Tighter Standards & Today’s Engines
By Marek Krasuski
Tighter emissions regulations spearheaded by the EPA (Environmental Protection Agency) continue to force engine builders to design new builds that meet, and even exceed EPA requirements while maintaining power output. Better fuel economy and raw power set the parameters for new builds, and 2017 is another watershed year marking the introduction of continuous engine improvements.
Last January for example PACCAR, a leading engine manufacturer of HD trucks under the nameplates of Kenworth, Peterbilt, and DAF, met these fuel efficiency and power benchmarks through enhancements to its MX-13 and MX-11 engines. Company Vice President Landon Sproull said the modified engines deliver best performance & fuel economy as well as durability and low cost of ownership. Both engines have been ramped up with power and torque. The MX-13 engine output has increased to 510 hp and 1850 lb.-ft. of torque. The MX-11 now stands at 430 hp and 1,650 lb.-ft. of torque. MX engines have a rating of B10, meaning that 90 percent of these builds are expected to reach one million miles without requiring any major overhauls.
Among the advantages of these redesigns are better fuel economy due to a single cylinder air compressor, variable displacement oil pump, and variable speed coolant pump. Extended oil and filter changes now range in intervals of between 60,000 and 75,000 miles, culminating in significant savings over the life of the vehicle. Improvements to the after treatment system reduce overall weight by 100 pounds. By year end Paccar will have produced 135,000 MX engines for the North American market. PACCAR claims the industry has embraced the MX engine, evidenced by the fact that 50 percent of Kenworth trucks will be powered by Paccar engines.
2017 is the year in which new green house gas regulations have come into effect, building on the 2014 regulations from the EPA in conjunction with the National Highway Traffic Safety Administration (NHTSA). The 2014 regs looked to reduce the entire carbon footprint in the whole vehicle through a combination of low rolling resistance tires and aerodynamic changes. This year’s rules focus on CO2 reduction from engines.
Mack Trucks has met this most recent standard through upgrades to the MP engine for vocational trucks. Enhancements include better fuel economy ranging from 2 to 8.8 percent.
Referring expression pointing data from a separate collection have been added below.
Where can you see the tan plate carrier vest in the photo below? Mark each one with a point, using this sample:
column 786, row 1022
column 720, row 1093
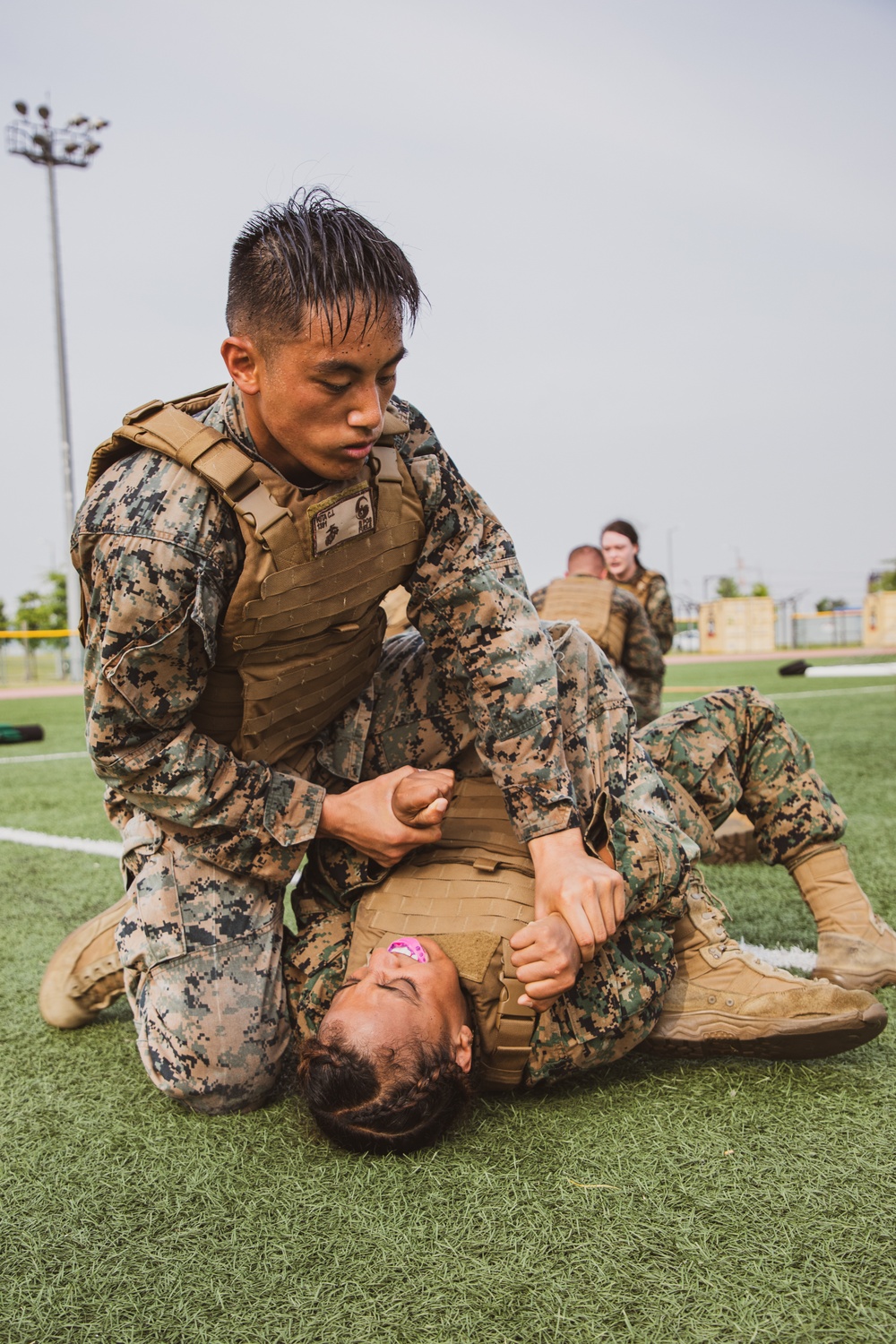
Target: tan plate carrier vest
column 587, row 599
column 470, row 892
column 303, row 633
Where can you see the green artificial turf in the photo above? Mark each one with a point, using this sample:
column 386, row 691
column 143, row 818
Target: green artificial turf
column 704, row 1203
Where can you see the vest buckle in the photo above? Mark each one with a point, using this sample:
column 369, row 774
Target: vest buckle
column 142, row 411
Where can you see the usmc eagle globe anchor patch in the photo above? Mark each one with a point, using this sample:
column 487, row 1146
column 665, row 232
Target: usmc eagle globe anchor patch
column 341, row 518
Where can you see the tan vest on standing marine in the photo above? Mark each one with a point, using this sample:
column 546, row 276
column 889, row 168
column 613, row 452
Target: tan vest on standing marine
column 303, row 633
column 470, row 892
column 587, row 599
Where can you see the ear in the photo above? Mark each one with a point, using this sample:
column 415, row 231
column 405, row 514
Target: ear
column 463, row 1048
column 244, row 362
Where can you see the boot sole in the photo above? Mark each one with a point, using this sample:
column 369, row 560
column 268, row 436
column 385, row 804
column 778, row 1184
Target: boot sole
column 807, row 1038
column 56, row 1005
column 847, row 980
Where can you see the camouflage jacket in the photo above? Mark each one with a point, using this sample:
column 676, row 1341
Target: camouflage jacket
column 641, row 653
column 159, row 556
column 657, row 605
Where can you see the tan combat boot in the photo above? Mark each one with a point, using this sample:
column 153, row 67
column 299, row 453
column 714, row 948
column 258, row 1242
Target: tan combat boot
column 724, row 1000
column 856, row 949
column 83, row 973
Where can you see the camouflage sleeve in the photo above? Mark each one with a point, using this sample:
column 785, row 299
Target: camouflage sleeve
column 158, row 558
column 470, row 604
column 538, row 597
column 659, row 613
column 314, row 961
column 641, row 652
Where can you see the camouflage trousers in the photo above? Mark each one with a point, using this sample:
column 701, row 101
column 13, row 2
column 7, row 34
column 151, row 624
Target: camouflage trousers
column 203, row 951
column 645, row 694
column 735, row 749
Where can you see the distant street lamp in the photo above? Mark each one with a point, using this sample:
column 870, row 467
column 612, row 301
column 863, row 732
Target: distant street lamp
column 73, row 145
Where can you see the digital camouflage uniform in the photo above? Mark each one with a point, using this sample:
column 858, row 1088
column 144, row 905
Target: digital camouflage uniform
column 727, row 750
column 641, row 664
column 210, row 839
column 653, row 594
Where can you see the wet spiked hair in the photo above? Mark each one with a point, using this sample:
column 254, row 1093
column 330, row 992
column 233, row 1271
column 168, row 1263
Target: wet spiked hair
column 314, row 253
column 394, row 1104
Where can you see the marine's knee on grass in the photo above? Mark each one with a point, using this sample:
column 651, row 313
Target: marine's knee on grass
column 210, row 1034
column 392, row 1099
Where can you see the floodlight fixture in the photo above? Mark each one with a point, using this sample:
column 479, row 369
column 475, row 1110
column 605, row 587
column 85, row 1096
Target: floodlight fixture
column 73, row 147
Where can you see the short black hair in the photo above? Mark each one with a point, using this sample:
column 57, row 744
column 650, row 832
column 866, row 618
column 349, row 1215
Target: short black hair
column 398, row 1102
column 314, row 253
column 624, row 529
column 581, row 551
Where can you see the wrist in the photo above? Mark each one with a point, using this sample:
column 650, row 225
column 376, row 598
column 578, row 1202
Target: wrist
column 555, row 847
column 332, row 814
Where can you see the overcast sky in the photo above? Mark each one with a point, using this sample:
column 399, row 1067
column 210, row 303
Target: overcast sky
column 659, row 242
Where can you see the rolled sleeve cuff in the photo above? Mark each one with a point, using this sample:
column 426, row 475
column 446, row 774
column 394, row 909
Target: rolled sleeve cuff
column 538, row 812
column 293, row 809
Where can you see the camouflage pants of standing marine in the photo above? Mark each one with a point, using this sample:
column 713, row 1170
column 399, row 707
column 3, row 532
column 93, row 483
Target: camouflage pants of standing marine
column 202, row 948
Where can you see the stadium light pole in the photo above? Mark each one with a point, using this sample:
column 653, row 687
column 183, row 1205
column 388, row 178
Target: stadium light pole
column 51, row 147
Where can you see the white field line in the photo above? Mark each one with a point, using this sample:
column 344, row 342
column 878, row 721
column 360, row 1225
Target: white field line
column 794, row 695
column 50, row 755
column 791, row 959
column 797, row 957
column 110, row 849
Additional power has been configured into the 11-liter MP7 with 425 horsepower, 1560 lb.-ft. of torque, and a reduction of 25 pounds on the MP7 and 44 pounds shaved off the MP8.
Mack says a critical improvement has been to the fuel injection which has been replaced with a high pressure common rail system that more efficiently delivers fuel to the cylinders, providing better fuel economy and cleaner combustion. A cleaner burn, in line with the 2017 GHG regs, also comes from a newly designed piston that produces less soot. Other updates include a double wall venturi tube attached to the EGR system for better cold starts and shut off, a new camshaft and a two speed coolant pump, all of which add to better fuel mileage, more power, quieter running and lighter weight in the MP engines.
Joining the lineup of cleaner engines is the Cummins X15 turbodiesel engine which has exceeded the EPA’s 2017 GHG requirements thanks to a number of innovations. Cummins built on the best features of the ISX15 with additional refinements culminating in an engine with better fuel economy, more power and durability. These features include a new cam profile that minimizes loss during combustion and provides a cleaner burn. Heat transfer, too, is reduced to the engine oil thanks to new piston design. Lower heat to the engine translates into less oil breakdown and extended service intervals. Cummins uses a common rail fuelling system that provides for a smoother, quieter and more durable engine. Fuel mileage is also enhanced by integration with the Eaton SmartAdvantage Powertrain that aligns the engine with vehicle weight and road grade that helps reduce fuel consumption. The ADEPT system, a handful of high tech features, helps drivers by making minor adjustments to speed, power and gear selection. Cummins also redesigned gear trains, pistons, and water pumps to decrease drag and maximize power.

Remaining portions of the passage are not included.